I have filled in missing data and also filled in dummy data so that outer join were not necessary so as to improve query performance a number of times. It is not "clean" and "perfect" but I follow Leflar's #1 Law, "always go with what works."
You can create a job in Oracle that will automatically run at off-peak times to fill in the missing data. Take a look at: This question on stackoverflow about creating jobs.
您提出此请求的具体用例是什么?
在我开发过的每个系统中,如果应该有 MARCH 的记录,但没有 MARCH 的记录,用户会想知道这个事实。除了任何事情之外,他们可能还想调查为什么 MARCH 记录丢失。
现在,如果这基本上是一个性能问题,那么您应该调整查询。或者,如果它的表示问题 - 您想要生成一个十二行的矩阵,并且如果由于某种原因没有记录,那么这是很困难的 - 那么这是一个不同的问题,有多种可能的解决方案。
但说真的,我认为数据库发明丢失记录的替代品是一种不好的做法。
编辑
我从您最近对问题的评论中看到,这确实是一个性能问题 - 索引解决了问题。所以我觉得自己被证明是正确的。

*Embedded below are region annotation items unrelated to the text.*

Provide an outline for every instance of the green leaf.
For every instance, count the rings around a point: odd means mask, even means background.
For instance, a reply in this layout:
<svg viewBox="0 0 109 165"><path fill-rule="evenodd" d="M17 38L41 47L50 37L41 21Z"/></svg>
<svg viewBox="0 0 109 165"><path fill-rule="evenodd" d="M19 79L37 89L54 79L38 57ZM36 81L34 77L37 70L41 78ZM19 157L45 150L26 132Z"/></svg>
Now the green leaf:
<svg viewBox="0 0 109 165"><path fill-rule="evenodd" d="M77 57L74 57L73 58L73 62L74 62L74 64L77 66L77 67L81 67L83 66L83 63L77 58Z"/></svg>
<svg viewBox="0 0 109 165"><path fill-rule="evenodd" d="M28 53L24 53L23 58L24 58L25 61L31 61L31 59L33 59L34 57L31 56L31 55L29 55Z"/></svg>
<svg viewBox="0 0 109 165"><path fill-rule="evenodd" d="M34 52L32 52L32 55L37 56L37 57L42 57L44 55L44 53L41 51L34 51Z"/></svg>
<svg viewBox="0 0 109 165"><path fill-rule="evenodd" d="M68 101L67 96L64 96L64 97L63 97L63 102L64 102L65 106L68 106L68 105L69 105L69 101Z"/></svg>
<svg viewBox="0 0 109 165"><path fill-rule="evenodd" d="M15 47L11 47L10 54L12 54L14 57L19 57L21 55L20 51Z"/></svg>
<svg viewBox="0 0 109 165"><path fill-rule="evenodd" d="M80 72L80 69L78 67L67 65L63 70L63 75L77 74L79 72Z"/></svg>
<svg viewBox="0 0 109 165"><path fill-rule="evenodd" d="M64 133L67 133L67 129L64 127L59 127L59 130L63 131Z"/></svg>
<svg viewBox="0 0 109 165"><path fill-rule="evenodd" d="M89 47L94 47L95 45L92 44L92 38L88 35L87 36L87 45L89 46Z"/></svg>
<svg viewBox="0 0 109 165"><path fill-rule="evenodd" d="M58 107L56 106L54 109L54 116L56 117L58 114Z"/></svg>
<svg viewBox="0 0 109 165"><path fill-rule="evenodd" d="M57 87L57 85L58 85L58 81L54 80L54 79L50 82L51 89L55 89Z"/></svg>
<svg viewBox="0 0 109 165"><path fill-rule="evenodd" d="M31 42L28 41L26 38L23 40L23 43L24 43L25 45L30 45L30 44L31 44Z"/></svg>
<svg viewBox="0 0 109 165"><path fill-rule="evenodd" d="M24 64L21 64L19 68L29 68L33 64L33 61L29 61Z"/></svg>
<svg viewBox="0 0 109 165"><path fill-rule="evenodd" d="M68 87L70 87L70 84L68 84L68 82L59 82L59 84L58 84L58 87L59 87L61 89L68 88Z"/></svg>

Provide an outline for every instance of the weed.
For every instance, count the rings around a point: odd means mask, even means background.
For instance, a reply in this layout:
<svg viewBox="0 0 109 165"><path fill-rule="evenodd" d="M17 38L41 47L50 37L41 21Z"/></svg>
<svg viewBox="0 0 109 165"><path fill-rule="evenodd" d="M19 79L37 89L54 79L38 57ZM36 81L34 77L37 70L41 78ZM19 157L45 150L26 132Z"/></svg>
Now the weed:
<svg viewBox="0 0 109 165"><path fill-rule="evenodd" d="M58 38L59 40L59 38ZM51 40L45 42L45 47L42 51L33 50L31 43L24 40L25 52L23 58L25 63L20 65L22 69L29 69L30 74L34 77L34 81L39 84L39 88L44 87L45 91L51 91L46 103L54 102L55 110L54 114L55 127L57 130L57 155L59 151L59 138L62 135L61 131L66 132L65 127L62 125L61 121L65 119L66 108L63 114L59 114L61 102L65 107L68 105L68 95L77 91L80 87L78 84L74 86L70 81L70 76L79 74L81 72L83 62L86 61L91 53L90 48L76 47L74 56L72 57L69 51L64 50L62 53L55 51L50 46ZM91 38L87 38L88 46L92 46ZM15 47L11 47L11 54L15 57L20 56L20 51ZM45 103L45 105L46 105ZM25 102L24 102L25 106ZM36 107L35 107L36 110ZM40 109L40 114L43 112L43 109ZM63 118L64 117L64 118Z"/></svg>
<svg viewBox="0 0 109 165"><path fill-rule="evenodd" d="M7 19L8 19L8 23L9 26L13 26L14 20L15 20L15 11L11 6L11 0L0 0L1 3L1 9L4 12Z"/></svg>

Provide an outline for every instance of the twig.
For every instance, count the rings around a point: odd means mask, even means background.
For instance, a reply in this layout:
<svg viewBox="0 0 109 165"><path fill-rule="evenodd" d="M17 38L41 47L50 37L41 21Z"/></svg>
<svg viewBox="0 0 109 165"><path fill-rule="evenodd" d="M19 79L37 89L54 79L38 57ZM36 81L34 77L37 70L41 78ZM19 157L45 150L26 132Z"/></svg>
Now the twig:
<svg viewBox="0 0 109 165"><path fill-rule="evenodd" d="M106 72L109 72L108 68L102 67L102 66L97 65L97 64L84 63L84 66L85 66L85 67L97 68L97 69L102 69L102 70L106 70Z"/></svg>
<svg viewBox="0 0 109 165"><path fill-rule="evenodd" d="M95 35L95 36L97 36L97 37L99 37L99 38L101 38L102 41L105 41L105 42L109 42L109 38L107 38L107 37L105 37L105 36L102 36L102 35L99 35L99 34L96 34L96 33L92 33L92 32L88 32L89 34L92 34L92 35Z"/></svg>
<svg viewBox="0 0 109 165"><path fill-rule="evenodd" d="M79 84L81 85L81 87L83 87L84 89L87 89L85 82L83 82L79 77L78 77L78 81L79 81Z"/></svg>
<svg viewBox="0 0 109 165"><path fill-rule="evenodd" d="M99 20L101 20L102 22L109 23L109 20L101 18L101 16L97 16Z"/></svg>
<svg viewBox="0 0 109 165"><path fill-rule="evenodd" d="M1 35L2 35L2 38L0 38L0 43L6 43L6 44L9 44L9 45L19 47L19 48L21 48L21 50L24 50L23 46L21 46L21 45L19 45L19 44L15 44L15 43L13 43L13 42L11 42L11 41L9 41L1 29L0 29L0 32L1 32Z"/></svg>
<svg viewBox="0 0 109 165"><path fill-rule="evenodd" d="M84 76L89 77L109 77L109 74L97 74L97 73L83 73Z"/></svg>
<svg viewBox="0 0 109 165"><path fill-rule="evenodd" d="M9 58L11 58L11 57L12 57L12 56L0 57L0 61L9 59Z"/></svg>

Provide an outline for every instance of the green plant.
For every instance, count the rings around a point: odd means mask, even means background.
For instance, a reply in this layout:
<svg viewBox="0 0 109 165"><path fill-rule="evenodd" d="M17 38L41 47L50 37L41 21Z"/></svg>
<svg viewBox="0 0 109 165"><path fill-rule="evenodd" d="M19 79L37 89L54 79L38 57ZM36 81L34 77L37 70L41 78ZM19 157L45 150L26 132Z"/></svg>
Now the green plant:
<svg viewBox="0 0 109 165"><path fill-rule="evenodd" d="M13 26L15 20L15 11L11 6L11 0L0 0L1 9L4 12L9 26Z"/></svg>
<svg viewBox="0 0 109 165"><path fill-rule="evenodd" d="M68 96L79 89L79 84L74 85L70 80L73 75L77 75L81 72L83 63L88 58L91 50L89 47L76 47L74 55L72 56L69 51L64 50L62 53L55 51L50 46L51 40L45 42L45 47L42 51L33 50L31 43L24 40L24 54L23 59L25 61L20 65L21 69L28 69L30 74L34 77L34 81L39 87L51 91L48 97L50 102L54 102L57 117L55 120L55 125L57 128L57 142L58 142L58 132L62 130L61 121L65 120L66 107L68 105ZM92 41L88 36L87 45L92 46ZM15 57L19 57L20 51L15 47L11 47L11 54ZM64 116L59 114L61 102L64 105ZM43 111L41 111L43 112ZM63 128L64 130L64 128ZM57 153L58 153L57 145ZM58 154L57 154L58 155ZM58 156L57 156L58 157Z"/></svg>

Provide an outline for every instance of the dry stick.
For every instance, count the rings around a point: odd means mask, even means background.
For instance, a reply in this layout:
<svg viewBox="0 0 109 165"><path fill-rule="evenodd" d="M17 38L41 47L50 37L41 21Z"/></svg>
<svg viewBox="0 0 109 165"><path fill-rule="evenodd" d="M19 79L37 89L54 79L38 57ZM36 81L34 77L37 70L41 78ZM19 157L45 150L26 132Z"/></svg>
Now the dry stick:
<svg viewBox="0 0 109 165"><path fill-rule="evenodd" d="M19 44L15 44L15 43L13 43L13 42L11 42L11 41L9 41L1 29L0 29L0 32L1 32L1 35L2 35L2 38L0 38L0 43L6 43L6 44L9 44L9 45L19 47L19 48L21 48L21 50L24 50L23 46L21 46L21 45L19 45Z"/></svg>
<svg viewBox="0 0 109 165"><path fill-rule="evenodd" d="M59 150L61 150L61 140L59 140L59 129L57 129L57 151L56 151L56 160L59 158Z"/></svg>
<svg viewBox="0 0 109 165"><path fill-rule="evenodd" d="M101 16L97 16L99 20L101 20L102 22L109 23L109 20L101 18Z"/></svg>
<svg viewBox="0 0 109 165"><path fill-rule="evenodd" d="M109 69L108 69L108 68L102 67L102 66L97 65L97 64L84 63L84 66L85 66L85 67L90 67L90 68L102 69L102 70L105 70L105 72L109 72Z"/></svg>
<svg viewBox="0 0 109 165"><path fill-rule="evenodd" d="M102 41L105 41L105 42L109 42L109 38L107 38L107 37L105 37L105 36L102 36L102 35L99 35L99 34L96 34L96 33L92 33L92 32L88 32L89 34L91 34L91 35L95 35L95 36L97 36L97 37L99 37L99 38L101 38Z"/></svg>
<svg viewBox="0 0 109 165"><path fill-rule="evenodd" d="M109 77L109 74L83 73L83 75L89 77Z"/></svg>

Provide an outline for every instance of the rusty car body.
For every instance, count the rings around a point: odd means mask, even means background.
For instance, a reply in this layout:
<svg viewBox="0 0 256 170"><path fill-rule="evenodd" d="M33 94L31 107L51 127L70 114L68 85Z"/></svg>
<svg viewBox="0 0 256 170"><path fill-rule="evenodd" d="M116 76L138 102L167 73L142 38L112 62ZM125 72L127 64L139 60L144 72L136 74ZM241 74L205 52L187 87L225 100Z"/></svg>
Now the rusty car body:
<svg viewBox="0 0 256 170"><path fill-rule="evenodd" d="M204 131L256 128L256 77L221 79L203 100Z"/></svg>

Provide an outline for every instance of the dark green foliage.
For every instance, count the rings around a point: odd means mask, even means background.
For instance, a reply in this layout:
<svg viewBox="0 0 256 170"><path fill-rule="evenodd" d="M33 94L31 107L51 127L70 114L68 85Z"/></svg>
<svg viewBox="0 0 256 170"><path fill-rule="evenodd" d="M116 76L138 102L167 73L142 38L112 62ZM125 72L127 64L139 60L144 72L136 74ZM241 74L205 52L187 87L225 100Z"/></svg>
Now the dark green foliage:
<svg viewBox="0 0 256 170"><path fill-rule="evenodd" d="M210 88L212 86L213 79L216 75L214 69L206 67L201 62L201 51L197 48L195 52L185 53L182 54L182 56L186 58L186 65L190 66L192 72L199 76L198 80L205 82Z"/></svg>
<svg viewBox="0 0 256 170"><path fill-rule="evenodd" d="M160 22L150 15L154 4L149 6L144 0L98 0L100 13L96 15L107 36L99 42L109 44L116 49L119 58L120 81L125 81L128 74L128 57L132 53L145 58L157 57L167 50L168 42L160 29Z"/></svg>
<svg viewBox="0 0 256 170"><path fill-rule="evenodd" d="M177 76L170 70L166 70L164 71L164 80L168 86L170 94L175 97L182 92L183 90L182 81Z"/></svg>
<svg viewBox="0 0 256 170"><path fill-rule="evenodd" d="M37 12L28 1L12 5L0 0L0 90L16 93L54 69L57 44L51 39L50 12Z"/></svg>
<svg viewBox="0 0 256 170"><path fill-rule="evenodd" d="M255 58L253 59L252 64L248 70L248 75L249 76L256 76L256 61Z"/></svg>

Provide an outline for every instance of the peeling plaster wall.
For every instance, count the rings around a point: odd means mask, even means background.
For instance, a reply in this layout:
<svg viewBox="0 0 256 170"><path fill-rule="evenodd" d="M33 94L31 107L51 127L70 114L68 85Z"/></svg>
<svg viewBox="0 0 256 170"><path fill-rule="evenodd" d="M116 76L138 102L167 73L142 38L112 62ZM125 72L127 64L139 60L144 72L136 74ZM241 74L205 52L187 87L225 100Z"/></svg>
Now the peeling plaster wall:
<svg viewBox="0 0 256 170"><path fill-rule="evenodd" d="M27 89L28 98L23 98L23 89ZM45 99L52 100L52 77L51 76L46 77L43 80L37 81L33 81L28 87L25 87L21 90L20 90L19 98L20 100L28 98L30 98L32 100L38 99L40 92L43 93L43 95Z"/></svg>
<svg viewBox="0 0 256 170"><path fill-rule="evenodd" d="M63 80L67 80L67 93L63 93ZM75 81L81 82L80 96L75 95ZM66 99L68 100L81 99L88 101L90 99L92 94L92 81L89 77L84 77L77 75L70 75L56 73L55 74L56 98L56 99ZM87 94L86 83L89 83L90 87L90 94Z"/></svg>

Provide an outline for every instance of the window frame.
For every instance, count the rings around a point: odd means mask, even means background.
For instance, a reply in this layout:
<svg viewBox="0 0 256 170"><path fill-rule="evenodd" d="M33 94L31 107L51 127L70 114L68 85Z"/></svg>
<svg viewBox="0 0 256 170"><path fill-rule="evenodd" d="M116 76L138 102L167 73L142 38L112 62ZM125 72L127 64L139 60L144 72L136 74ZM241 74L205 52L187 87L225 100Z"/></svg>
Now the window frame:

What is your precise use case underlying this request?
In every system I have worked on, if there is supposed to be a record for MARCH and there isn't a record for MARCH the users would like to know that fact. Apart from anything they might want to investigate why the MARCH record is missing.
Now if this is basically a performance issue then you ought to tune the query. Or if it presentation issue - you want to generate a matrix of twelve rows and that is difficult if a doesn't have a record for some reason - then that is a different matter, with a variety of possible solutions.
But seriously, I think it is a bad practice for the database to invent replacements for missing records.
edit
I see from your recent comment on your question that is did turn out to be a performance issue - indexes fixed the problem. So I feel vindicated.